Rite of Replication Foundation's MTG card.

Rite of Replication is such a fun card. If you cast it regularly, it's a bit of an expensive way to make a copy of a target creature, but kicking it to make five copies instead of nine mana is incredibly explosive.

The best part is that nowhere on the Rite of Replication does it say that the creature you copy must be yours. If an opponent has a Massacre Wurm out, or something scarier like a Bloodthirsty Conqueror, or even something with a handy enter effect like Bigfin Bouncer, Rite of Replication suddenly turns into a huge problem for your opponent.

1

Darksteel Colossus

The Big Bot Of Box

Darksteel Colossus Foundation's MTG card.

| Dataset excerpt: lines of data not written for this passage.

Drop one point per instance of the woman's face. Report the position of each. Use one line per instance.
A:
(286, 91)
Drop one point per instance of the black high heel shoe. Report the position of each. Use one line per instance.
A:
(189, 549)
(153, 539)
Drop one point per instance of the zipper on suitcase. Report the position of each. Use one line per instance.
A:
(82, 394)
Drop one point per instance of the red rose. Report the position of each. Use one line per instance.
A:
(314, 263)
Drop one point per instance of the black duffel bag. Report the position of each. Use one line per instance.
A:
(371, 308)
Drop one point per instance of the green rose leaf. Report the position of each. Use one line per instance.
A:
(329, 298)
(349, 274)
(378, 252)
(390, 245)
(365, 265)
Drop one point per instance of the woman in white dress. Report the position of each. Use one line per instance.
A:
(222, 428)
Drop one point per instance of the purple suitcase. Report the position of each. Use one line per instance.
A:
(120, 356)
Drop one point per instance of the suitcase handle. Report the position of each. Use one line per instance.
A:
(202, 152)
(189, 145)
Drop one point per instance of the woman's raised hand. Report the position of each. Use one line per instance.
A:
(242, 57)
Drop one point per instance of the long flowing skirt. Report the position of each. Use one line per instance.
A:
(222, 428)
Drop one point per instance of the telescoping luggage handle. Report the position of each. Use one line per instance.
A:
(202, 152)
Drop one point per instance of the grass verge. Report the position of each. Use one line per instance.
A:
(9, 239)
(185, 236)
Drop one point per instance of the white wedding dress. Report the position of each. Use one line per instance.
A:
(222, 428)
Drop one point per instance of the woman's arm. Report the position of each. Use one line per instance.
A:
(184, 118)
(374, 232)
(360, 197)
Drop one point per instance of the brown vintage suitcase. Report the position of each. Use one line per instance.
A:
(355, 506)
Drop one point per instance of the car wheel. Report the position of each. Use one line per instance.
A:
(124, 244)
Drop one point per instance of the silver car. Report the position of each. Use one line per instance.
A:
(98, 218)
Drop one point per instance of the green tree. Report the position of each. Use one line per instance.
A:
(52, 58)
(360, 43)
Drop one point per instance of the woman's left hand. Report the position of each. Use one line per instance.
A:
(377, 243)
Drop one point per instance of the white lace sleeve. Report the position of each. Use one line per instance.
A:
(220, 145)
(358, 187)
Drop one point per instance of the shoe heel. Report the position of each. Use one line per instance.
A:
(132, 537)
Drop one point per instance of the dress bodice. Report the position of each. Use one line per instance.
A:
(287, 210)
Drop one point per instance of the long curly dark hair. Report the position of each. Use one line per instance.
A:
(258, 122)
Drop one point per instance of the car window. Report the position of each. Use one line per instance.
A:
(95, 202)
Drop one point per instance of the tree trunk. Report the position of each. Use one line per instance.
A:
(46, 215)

Every single part of the Darksteel Colossus is terrifying on its own: an 11/11 would be bad enough, but it has overruns. An 11/11 with stomp is bad enough, but it's also indestructible. An 11/11 with stomp and indestructible is terrifying, and instead of dying, it just shuffles back into your deck.

Darksteel Colossus is hard to get rid of without exile, and hard to block thanks to its size, Darksteel Colossus is also easy to learn and cheat thanks to being an artifact. Plus it comes in the same box as a Rite of Replication, which is completely overkill.